Depreciation Periods

GAAP and MACRS differ in their selection of depreciation periods. Under GAAP, companies must estimate the service life of an asset based on both physical factors and economic factors. Under MACRS, companies follow a mandated tax life on specific assets as prescribed in relevant tax codes. An asset's tax life is generally shorter than the service life, or economic life, of the asset. Based on the types of assets, tax lives can range from three to five years for small tools and office equipment to 20 years and over 30 years for plants and real estate properties.

Depreciation Methods

GAAP and MACRS mostly differ in their use of depreciation methods. Any depreciation method used under GAAP for financial reporting purposes must reflect the economic substance of a given asset's uses to ensure that depreciation charges best match economic benefits generated from the asset uses. Depreciation methods used under MACRS for tax purposes often allow accelerated depreciation expenses that help lower taxes to encourage more capital investment. Under MACRS rules, companies may use either the double-declining-balance method or the one-and-a-half-times-declining-balance method for non-real-estate assets.

Salvage Value

Using GAAP, companies often estimate a salvage value when placing an asset in service.

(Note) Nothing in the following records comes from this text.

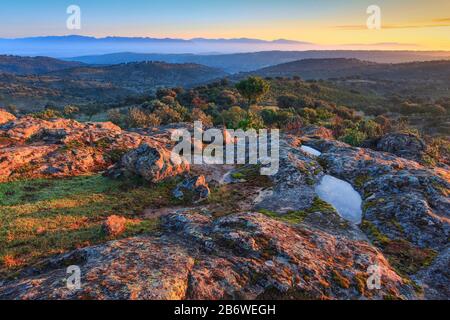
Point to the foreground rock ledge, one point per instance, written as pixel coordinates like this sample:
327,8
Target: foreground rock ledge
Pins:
240,256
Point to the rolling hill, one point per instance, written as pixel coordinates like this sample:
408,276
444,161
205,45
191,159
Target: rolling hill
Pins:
107,84
343,68
141,76
245,62
33,65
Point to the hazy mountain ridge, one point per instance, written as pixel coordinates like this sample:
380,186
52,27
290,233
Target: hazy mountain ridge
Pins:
33,65
341,68
250,61
87,84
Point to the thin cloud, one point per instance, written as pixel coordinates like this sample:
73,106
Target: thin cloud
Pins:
442,20
445,22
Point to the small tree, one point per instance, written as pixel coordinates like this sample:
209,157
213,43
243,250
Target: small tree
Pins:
253,89
70,111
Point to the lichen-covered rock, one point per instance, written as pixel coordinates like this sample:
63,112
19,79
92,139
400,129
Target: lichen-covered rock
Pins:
317,132
154,164
114,225
406,207
194,189
6,117
405,145
137,268
35,148
245,255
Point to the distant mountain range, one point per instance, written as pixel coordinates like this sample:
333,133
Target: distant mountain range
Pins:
142,76
33,65
95,84
75,46
244,62
69,46
343,68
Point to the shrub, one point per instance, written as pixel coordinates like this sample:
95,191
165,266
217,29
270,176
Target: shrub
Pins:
353,137
47,114
233,116
253,89
137,118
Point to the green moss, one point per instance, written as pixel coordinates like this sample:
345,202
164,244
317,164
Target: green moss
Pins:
296,217
342,281
378,237
115,154
361,180
403,256
406,258
361,282
293,217
237,175
73,145
102,143
320,205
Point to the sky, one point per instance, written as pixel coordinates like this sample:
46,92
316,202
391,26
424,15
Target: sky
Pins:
411,24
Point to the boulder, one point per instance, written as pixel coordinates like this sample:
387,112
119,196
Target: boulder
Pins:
6,117
151,163
193,189
317,132
239,256
114,225
405,145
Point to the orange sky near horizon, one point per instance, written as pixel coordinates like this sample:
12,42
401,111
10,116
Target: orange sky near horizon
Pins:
405,24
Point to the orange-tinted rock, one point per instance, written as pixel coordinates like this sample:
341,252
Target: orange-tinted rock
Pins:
114,225
6,117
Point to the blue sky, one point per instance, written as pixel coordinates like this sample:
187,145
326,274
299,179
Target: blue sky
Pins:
425,23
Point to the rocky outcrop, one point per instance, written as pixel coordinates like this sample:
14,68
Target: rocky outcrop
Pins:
114,225
405,207
36,148
193,189
154,164
6,117
246,256
405,145
317,132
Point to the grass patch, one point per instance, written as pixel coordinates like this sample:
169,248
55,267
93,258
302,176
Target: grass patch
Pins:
42,217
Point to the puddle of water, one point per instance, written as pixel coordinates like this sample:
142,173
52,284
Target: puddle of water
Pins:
341,195
311,151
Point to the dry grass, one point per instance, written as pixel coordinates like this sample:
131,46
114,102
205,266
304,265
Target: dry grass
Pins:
43,217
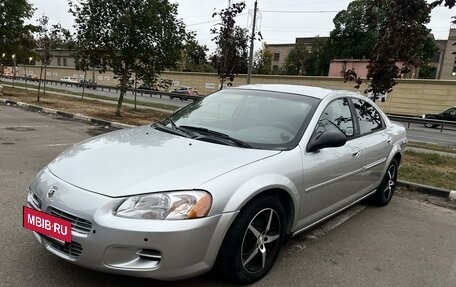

Salvage value is the remainder of an asset's value at the time when the asset is removed from service. For financial reporting purposes, GAAP requires that salvage value be deducted from an asset's depreciation base because a salvage value doesn't contribute to the economic benefit provided by the asset. However, under MACRS, companies need not report any salvage value on assets and can use an asset's total purchase cost as depreciation base. Assigning a zero salvage value allows increased depreciation expenses and higher tax deductions.

MACRS Conventions

In addition to complying with MACRS mandates on depreciation periods, depreciation methods and salvage value, companies must also follow certain conventions when using MACRS. If an accelerated depreciation method is used, companies need to change back to the straight-line method whenever straight-line depreciation first exceeds the accelerated depreciation in a year. MACRS also uses the so-called half-year convention. Companies may allocate a half-year depreciation in the year of asset acquisition and in the year of disposition, potentially increasing the depreciation expense even if companies have bought the asset toward the end of the year or disposed of the asset at the beginning of the year.